Duchenne muscular dystrophy (DMD) is a lethal X-linked disorder that leads to muscle wasting. Givinostat, a pan-histone deacetylase inhibitor currently in a phase III clinical trial for DMD treatment, significantly reduces fibrosis in muscle tissue and promotes compensatory muscle regeneration in mdx mice.
This study was aimed at evaluating the effect of a long-term (15 weeks) oral treatment with Givinostat administered in combination with Prednisone in the mdx murine model.
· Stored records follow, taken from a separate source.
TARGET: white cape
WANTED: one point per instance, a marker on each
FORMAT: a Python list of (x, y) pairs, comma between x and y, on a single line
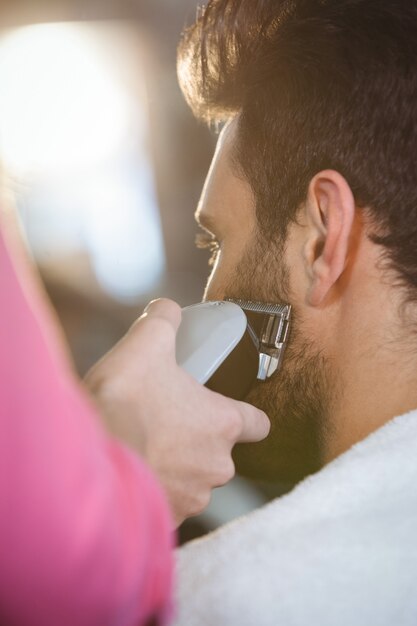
[(339, 550)]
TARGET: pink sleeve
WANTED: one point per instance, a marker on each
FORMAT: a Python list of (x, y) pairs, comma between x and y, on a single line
[(84, 528)]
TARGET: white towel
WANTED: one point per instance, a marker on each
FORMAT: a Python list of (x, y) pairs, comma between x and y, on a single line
[(339, 550)]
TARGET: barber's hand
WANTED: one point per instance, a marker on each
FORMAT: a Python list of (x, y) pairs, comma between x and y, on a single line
[(184, 431)]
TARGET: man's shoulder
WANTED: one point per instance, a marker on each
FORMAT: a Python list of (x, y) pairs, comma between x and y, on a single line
[(342, 542)]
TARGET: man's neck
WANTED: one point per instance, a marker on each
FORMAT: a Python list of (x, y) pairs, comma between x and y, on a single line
[(377, 362)]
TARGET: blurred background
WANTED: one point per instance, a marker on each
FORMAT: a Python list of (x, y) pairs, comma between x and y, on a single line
[(105, 164)]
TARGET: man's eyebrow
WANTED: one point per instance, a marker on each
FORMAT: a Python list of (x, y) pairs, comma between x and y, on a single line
[(206, 222)]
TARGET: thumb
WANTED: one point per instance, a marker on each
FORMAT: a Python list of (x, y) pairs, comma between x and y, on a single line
[(165, 309), (255, 423)]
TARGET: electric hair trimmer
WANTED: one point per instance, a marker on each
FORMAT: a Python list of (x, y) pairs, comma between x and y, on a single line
[(228, 345)]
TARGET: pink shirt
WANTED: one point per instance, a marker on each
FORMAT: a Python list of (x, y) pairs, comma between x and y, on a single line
[(84, 527)]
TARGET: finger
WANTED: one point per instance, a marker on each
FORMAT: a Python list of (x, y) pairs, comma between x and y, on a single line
[(256, 425), (165, 309)]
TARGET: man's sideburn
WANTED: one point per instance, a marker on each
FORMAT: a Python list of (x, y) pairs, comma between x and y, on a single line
[(297, 398)]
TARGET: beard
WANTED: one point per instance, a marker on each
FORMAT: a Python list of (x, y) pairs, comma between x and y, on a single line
[(298, 398)]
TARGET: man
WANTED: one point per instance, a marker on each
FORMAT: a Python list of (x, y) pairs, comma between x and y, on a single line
[(312, 198)]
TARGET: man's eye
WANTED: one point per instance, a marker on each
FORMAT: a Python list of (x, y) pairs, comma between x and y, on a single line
[(207, 241)]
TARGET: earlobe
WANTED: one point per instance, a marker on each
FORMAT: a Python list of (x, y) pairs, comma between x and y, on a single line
[(330, 212)]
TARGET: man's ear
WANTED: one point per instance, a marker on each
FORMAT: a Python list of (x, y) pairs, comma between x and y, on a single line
[(330, 212)]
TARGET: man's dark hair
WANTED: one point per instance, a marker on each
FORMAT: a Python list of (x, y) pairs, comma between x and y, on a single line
[(317, 84)]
On the basis of the results of a previous dose-response experiment performed in our Laboratories, we chose the sub-optimal dose of Givinostat (25 mg/Kg) to be administered with Prednisone (1 mg/Kg) in order to detect possible additive/synergistic effects.
The efficacy of the different treatments was evaluated by run to exhaustion, maximal forelimb strength and open field tests. We collected muscle samples to evaluate different biological parameters ex vivo. Cross sectional area frequency distribution on hematoxylin/eosin stained sections and fibrosis (%) on Sirius Red stained sections, were evaluated microscopically in gastrocnemius, tibialis anterior, triceps brachii, diaphragm and heart. Immunohistochemistry analysis was done on the same muscles to evaluate membrane integrity, macrophage (M1 and M2) and lymphocytes (T and B) infiltrate.
The results obtained so far (9 weeks of treatment) indicate that Givinostat increased both maximal normalized strength and run to exhaustion performance. Prednisone is effective, but less than Givinostat.
Histological and immunohistochemical analysis are in progress.
The efficacy of Givinostat and of Prednisone on the different functional tests is confirmed qualitatively. A quantitative evaluation will be done on the whole dataset at the end of the experiment (15 weeks of treatment).